Em geral, os fluxos das gestantes apontam no sentido das regiões mais ricas da cidade, ligando as parturientes que residem em áreas de baixa renda (Zona Oeste) a áreas onde se encontram melhores e maiores ofertas de serviços de saúde. Observa-se que são grandes as distâncias percorridas. Uma boa distribuição geográfica apresentaria um padrão de setas curtas entre regiões administrativas vizinhas.
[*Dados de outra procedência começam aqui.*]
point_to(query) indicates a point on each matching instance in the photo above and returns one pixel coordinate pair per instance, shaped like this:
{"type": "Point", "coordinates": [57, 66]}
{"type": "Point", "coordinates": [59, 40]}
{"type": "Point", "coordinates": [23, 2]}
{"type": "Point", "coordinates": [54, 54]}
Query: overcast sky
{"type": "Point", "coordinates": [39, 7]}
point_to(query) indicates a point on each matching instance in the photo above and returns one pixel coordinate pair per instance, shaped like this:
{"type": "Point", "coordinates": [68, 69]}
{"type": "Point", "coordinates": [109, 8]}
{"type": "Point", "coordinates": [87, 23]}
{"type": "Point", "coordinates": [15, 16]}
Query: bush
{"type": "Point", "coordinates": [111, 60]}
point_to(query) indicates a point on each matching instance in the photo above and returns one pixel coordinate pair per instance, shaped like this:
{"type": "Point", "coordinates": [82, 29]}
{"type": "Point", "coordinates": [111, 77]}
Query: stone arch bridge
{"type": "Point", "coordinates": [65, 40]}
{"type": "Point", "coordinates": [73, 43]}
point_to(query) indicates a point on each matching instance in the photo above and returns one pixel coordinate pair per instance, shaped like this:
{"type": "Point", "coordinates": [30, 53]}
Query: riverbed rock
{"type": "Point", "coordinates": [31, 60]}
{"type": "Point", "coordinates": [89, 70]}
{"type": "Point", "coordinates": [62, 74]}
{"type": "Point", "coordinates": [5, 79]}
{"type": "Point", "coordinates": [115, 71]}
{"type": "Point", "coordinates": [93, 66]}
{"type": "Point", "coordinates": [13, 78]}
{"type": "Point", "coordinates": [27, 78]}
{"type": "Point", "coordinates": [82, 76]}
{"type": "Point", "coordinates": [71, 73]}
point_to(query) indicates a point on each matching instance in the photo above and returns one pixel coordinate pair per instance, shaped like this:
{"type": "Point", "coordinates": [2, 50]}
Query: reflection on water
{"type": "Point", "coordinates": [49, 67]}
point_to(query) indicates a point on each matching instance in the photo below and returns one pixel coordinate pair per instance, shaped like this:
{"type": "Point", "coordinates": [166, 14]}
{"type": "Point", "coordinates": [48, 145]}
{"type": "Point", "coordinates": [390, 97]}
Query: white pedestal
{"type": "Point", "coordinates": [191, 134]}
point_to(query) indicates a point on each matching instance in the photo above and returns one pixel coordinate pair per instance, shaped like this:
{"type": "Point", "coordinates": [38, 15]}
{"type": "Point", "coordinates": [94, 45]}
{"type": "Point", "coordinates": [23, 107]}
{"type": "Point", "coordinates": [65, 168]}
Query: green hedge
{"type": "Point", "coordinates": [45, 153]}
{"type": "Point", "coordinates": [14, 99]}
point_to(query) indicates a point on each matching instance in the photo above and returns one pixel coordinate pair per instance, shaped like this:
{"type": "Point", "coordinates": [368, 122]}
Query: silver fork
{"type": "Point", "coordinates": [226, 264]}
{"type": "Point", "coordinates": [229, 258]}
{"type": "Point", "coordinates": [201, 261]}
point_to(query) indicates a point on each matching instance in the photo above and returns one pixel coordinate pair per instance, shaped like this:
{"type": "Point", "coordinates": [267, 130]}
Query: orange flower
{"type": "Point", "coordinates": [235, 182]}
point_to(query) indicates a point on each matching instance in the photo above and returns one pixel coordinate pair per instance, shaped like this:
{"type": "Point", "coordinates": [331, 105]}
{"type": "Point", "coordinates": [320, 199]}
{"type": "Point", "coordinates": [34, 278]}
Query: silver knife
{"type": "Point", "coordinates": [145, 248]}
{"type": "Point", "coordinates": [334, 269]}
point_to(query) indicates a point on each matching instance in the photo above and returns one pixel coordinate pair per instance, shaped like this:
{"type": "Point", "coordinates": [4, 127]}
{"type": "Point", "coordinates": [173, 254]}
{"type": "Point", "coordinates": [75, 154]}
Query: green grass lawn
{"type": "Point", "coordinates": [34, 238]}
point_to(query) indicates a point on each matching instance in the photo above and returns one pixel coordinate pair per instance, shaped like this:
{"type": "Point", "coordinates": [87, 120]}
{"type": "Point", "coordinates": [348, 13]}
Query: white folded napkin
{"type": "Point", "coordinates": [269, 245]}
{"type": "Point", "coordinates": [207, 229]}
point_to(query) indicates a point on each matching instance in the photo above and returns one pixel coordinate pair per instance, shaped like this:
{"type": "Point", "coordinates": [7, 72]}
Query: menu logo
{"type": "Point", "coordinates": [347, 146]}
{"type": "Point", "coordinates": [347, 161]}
O mapeamento do fluxo permitiu traçar o perfil de migração das gestantes no momento do parto e o perfil de oferta de serviços de saúde distribuídos pelas regiões administrativas do município. É importante citar que, na verdade, o fluxo da maioria das gestantes atendidas em grande parte das maternidades do grupo B não se deu de forma tão linear como nas setas que se vê no mapa. Infelizmente, não há software que consiga dar conta do mapa da peregrinação das gestantes em busca de um local para dar à luz.